このように投票率が低い低いと言われた今回の衆院選も、「今回だからこそ」と久しぶりに投票に赴いた人が筆者の知り合いにもいた。「選挙が久しぶりすぎて勝手がわからなくて不安だ」とやり方を聞いてきたので、やり方も何も説明するほど複雑でもないのだが、一応「会場でもらった投票用紙に名前や政党名を書く欄があるから、そこに名前を書くべし」と教えると、「自分の名前を書くのか」と返ってきた。
そうした人たちにもきちんと与えられているのが選挙権であり、清き一票である。なお、この人は経済に関しては馬鹿に詳しく、株価の下落を警戒して投票に赴いたようである。
余談だが、自公連立が過半数割れすると株価は大幅に下落するというのが市場関係者の大方の見立てだったが、実際の下落は限定的ですぐに反転した。
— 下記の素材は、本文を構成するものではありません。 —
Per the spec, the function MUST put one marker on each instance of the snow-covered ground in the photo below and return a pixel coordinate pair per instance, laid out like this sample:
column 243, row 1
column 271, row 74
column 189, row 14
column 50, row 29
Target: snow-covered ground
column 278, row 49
専門家によれば、「選挙前の段階で自公連立過半数割れの可能性はすでに市場に織り込み済みだったのではないか」とのことである。
“選挙離れ”する若者の本音
世代間に横たわる大きな差
ここ10年ほど、全体では50%台の投票率だが、世代別に内訳を見てみると、かなり大きな差があることがわかる。今回の世代別投票率はまだ出ていないため、前回2021年の世代別投票率を見ると、10歳代~60歳代、70歳代以上で最も投票率が高いのは60歳代の71.38%、もっとも低いのは20歳代の36.50%で、倍近い開きがある。なお投票率が低い世代は順に、20歳代・10歳代・30歳代となっている。
これがさかんに言われている“若者の選挙離れ”の実態である。1票を稼ぎたい政治家にしてみれば投票率が低い若者の優先順位は低くてよろしく、その結果若者が後回しの政策が次々打ち出され、若者はさらに自分の政治不在を感じて政治への関心をなくし投票に行かなくなり、若者の政治不在がどんどん強化されていく負の連鎖となる。
若者に対して厳しい見方をすれば、「若者が選挙に行かなければ自滅していくだけ」と言えなくもないのだが、将来的に国を作っていくのはどうあがいても若者であり、若者のエネルギーこそ国の豊かさに直結するので、むやみに若者を切り捨てることは自分(年長者の老後)を蝕む行為にもなる。手取り足取りまでする必要はないが、若者が選挙に参加しやすくなる仕組みづくりは国民みんなのためになるので、年長者が率先して行っていければ美しい。